Mais davantage que l'éparpillement, précise l'auteur, c'est son aspect répétitif qui donne au discours paulinien une telle puissance de séduction. Cette parole insistante, rageusement assertive, que nous n'avons cessé de relancer depuis qu'elle a été proférée, sonne elle-même comme une parole de bègue. Bossuet ne notait-il pas que les beaux esprits ont appris "à bégayer humblement dans l'école de Jésus-Christ, sous la discipline de Paul" ? Renan posait lui aussi la question : "Le style de saint Paul (...), qu'est-il, à sa manière, si ce n'est l'improvisation étouffée, haletante, informe, du "glossolale" ? (...). On dirait un bègue dans la bouche duquel les sons s'étouffent, se heurtent et aboutissent à une pantomime confuse, mais souverainement expressive."

Paul, pauvre dans l'expression, mais suscitant une infinie richesse de commentaires ; Paul, écrivant à peine, mais toujours repris, cité, plagié, pillé : en spécialiste de la littérature, en fin connaisseur de la psychanalyse aussi, Jean-Michel Rey écoute le discours de l'apôtre. Il repère ses failles sans les nommer, distingue ses non-dits, énonce simplement leurs effets. Quand le silence s'installe, il tend l'oreille, dans l'espoir de saisir tel vertige, tel refoulé : "Ce qui a fasciné, le plus souvent, ce serait cette extrême virulence de la négation qu'on trouve à l'oeuvre chez l'apôtre. On a le sentiment pourtant que, parfois, apparaît en filigrane chez Paul la redoutable question du prix à payer pour une telle fondation, pour un tel escamotage d'un passé passablement encombrant. Une question qui concerne évidemment toute institution..."
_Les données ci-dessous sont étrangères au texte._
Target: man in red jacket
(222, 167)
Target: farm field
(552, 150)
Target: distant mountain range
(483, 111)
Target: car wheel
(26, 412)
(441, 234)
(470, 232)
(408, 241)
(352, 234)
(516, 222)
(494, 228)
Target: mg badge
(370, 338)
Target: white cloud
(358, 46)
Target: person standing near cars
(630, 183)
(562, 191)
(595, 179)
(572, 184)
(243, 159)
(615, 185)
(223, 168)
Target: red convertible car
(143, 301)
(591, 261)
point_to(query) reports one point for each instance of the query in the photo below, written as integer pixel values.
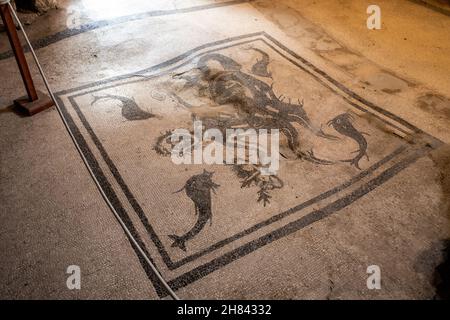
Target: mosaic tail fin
(178, 242)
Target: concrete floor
(52, 215)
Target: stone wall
(38, 6)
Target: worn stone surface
(53, 216)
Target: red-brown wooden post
(35, 101)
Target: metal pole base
(42, 103)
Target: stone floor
(53, 216)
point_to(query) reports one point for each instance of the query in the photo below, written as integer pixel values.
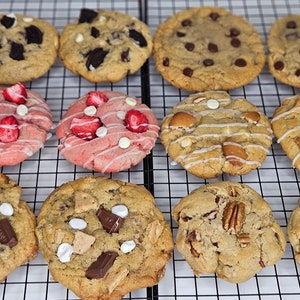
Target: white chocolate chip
(22, 110)
(127, 246)
(213, 103)
(77, 223)
(90, 110)
(6, 209)
(120, 210)
(131, 101)
(64, 252)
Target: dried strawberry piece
(85, 127)
(9, 130)
(95, 98)
(16, 93)
(136, 121)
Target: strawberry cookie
(107, 131)
(25, 119)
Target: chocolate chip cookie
(227, 228)
(17, 228)
(104, 46)
(283, 50)
(28, 47)
(210, 133)
(208, 48)
(103, 238)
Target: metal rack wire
(276, 180)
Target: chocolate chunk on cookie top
(105, 45)
(208, 48)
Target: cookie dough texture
(227, 228)
(144, 224)
(23, 223)
(208, 48)
(28, 48)
(105, 48)
(283, 50)
(210, 133)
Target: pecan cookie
(227, 228)
(208, 48)
(103, 238)
(28, 47)
(210, 133)
(17, 228)
(105, 45)
(283, 47)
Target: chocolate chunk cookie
(103, 238)
(208, 48)
(283, 46)
(210, 133)
(105, 45)
(28, 48)
(17, 228)
(227, 228)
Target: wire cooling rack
(276, 180)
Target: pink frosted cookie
(25, 119)
(107, 131)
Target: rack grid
(276, 180)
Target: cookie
(103, 238)
(28, 48)
(17, 228)
(227, 228)
(293, 231)
(107, 131)
(210, 133)
(208, 48)
(105, 46)
(25, 120)
(283, 50)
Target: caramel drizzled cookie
(211, 133)
(28, 47)
(227, 228)
(283, 47)
(105, 45)
(208, 48)
(103, 238)
(17, 228)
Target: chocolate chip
(278, 65)
(33, 35)
(95, 32)
(99, 267)
(95, 58)
(189, 46)
(87, 15)
(138, 37)
(188, 72)
(16, 51)
(212, 47)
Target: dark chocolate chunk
(138, 37)
(278, 65)
(7, 234)
(110, 222)
(95, 58)
(16, 51)
(99, 267)
(7, 21)
(87, 15)
(95, 32)
(33, 35)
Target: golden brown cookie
(208, 48)
(210, 133)
(227, 228)
(103, 238)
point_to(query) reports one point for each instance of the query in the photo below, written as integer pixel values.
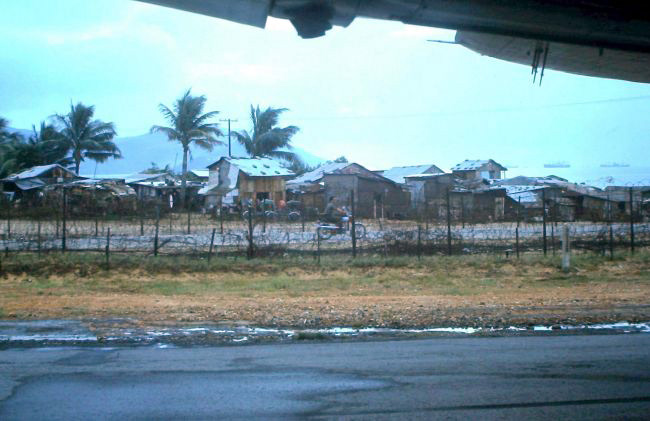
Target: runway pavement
(510, 377)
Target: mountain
(140, 151)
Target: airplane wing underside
(602, 38)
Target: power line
(478, 111)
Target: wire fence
(151, 229)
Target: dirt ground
(485, 293)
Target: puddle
(66, 333)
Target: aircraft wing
(604, 38)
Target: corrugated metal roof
(397, 174)
(201, 173)
(469, 165)
(474, 164)
(317, 174)
(426, 176)
(36, 172)
(29, 184)
(259, 167)
(135, 178)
Page après page, Jean-Michel Rey tourne donc autour des mêmes phrases, des mêmes mots, et cet essai aussi bref qu'élégant prend lui-même une tournure ruminante. Ainsi peut-il exhiber la façon dont saint Paul ventriloque le discours politique en Occident. Ressassant le ressassement, Rey montre comment nos désirs de rupture demeurent hantés par cet universel bégaiement.